If you go online and look up the Danvers State Hospital, you’ll see
some photos of the building. And you’ll see that I’m not kidding about how nightmarish the place looks. Any horror fan would take one look at it and salivate with the many possibilities the place has to offer, I know I did the first time I saw it several years ago. While some might argue that Anderson completely missed the mark, wasting the structure, or overly used its foreboding charms to make up for any actual storytelling, I disagree. Anderson played the hospital the way Buckethead plays his gee-tarr; Like a master. The characters develop as you watch them work and eat and talk and argue, unaware of the menacing atmosphere they’ve walked into, and that’s the beauty of it all. They’re in this real life house of horrors (reputedly the home of the first labotomies) and they’re only vaguely conscious of it because they’ve all got lives and problems and worries, like all us of do. They’re busy and self involved, oblivious to each other, and ultimately they become trapped. By the time anyone remotely realizes that things aren’t going oh so smoothly in Hazmat land, it’s too late. Which brings me to the aspect of Session 9 that has people’s panties wound tighter than a Japanese fetish whore’s.

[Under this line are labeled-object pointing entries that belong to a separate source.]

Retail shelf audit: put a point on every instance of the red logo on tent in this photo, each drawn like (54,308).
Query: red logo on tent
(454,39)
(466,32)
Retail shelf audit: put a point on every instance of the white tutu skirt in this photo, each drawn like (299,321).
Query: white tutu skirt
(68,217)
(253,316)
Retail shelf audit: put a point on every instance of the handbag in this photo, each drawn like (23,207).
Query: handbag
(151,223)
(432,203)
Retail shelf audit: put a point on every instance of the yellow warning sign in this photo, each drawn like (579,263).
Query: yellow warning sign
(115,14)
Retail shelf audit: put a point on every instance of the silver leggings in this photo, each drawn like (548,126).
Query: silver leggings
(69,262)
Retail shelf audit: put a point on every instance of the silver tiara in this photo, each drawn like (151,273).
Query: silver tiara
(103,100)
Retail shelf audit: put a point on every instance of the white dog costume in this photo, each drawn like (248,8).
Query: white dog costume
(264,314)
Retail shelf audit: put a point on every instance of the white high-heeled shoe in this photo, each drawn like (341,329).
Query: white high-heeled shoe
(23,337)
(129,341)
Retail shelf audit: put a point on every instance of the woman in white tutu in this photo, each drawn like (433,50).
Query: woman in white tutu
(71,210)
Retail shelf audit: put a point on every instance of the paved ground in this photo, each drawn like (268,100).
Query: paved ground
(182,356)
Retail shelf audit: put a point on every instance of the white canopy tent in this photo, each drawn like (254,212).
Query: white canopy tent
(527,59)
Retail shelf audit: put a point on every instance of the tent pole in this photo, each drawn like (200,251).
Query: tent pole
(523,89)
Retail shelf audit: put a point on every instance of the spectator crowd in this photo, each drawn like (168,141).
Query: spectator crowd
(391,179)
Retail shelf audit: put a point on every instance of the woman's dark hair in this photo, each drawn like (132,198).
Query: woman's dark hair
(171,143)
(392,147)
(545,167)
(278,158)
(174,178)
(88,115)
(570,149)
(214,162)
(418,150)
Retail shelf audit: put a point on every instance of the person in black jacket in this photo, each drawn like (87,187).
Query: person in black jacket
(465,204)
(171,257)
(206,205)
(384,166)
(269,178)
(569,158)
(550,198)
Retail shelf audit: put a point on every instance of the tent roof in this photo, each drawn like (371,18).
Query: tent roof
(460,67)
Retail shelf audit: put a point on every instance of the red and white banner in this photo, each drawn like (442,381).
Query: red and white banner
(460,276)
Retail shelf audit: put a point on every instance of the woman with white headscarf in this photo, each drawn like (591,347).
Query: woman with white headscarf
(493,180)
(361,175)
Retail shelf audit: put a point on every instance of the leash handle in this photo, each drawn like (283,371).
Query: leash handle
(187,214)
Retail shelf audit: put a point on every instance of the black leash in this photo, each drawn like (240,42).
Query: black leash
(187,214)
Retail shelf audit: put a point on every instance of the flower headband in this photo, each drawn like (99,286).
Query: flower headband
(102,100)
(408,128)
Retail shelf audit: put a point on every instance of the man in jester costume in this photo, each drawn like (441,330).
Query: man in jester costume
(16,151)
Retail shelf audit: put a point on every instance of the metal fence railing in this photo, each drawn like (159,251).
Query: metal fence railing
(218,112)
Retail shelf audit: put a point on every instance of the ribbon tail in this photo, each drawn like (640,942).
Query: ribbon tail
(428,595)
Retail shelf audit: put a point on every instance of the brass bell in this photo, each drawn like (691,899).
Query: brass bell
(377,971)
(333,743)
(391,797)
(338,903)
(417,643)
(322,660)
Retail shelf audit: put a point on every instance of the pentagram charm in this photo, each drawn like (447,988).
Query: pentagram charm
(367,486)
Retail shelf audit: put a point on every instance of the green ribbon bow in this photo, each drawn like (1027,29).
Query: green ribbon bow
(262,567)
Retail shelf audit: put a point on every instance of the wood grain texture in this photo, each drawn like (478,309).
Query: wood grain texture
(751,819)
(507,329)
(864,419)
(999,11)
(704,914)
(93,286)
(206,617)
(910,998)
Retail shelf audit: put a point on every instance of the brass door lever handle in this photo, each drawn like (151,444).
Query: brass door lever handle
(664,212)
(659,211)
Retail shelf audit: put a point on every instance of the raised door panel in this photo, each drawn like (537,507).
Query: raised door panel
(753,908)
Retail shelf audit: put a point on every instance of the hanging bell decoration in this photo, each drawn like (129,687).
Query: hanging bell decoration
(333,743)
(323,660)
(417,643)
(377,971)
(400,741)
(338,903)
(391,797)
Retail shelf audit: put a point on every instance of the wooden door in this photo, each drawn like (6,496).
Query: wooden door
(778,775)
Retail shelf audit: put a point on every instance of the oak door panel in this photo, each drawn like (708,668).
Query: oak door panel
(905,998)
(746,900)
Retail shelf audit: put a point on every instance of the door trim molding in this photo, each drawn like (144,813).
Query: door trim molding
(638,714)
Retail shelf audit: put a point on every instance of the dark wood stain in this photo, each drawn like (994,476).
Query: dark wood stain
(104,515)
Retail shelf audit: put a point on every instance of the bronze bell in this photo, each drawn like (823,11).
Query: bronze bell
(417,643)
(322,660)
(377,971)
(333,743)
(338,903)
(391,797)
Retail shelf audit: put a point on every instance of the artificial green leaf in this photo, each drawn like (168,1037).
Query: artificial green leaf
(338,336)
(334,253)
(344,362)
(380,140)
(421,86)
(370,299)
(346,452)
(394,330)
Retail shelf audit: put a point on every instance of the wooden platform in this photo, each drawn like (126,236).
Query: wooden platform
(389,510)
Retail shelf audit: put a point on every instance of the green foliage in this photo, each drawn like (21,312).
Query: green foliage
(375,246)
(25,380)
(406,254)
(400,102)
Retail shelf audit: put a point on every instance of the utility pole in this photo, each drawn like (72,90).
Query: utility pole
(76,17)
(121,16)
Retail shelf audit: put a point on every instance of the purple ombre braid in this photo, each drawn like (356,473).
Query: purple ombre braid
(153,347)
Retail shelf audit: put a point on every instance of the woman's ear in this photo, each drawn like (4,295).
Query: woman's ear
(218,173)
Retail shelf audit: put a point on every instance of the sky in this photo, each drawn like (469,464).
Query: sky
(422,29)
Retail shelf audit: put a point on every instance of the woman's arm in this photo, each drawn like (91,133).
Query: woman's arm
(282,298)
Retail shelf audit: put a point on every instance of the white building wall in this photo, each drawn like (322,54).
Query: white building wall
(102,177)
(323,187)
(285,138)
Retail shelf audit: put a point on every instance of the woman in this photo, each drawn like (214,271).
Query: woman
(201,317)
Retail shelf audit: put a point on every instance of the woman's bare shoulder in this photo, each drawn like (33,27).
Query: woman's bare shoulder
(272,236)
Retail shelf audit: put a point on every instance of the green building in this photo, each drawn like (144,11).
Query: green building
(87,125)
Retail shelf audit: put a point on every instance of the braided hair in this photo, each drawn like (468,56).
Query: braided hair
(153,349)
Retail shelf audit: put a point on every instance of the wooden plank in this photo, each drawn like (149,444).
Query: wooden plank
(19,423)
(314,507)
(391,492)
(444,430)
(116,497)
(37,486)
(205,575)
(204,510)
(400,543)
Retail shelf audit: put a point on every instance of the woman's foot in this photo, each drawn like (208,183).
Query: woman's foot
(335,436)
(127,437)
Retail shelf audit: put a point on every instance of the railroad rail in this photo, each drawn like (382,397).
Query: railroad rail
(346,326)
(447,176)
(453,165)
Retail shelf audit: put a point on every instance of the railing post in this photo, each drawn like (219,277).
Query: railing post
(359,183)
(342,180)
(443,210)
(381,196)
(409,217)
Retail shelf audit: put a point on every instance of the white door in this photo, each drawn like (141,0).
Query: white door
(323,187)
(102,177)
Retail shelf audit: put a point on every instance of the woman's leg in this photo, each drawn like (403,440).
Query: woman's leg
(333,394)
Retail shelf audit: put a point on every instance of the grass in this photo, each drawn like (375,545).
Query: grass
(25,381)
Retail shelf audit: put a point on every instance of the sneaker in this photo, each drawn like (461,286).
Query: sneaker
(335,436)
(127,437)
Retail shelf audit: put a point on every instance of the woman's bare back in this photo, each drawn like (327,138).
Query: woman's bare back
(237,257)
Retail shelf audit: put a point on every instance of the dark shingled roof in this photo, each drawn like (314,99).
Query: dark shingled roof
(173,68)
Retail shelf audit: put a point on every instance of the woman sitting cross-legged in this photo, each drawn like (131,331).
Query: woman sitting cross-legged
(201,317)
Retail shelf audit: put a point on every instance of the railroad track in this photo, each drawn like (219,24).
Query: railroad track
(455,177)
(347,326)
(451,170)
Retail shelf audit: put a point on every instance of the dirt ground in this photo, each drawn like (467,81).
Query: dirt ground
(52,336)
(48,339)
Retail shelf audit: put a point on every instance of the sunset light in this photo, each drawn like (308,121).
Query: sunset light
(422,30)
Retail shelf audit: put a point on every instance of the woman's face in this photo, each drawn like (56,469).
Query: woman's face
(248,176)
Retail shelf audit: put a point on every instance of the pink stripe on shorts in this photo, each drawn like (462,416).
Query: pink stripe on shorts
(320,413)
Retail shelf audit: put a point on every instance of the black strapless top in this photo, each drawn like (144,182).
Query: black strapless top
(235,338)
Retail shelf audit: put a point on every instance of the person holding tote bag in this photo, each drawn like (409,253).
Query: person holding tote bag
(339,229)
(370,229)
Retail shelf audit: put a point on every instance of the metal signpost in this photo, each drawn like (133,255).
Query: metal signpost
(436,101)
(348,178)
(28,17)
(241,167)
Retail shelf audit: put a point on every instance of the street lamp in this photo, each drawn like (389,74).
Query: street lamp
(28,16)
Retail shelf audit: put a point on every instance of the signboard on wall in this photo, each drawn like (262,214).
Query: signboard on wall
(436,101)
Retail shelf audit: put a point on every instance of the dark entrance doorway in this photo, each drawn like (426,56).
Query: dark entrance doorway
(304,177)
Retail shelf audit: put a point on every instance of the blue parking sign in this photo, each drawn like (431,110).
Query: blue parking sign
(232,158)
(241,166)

The biggest hurdles you’re going to have to face when seeing Session 9 are your own expectations. Not bad special effects or a stupid score, both of which are top notch. You won’t have to worry about a lack of scary moments, the entire last half of the movie is a scary moment, I haven’t been that tense since I got my wisdom teeth removed, all four in one sitting. There’s nothing to fear when it comes to the acting, everyone delivers, everyone is more than convincing.

It’s hard not to notice that people are in a tizzy over Session 9. I’ve heard things lik”e "they didn’t know what genre they wanted it to be", "it’s slow, it dragged", "it didn’t make any sense", "mechanical acting", or (God help me) "the final resolution is more ludicrous than convincing" among many other negatory observations. I think it’s a result of people getting something totally unexpected.

Session 9 is not confused, slow, boring, or pointless. You know why? Because no movie as well thought out and so beautifully executed could be.

My advice to you is ditch whatever it is you think you want this movie to be or thought it was going to be. Whether your expectations were for a ghost story or a psychological thriller or an evil building vehicle, just watch the freaking movie.

If you already saw it, and hated it, then watch it again. So many people bitch and moan because they’re sick of the same old same old, but when someone finally makes a new and unexpected picture, people complain. We’ve been given a new and very scary movie and it should be appreciated accordingly.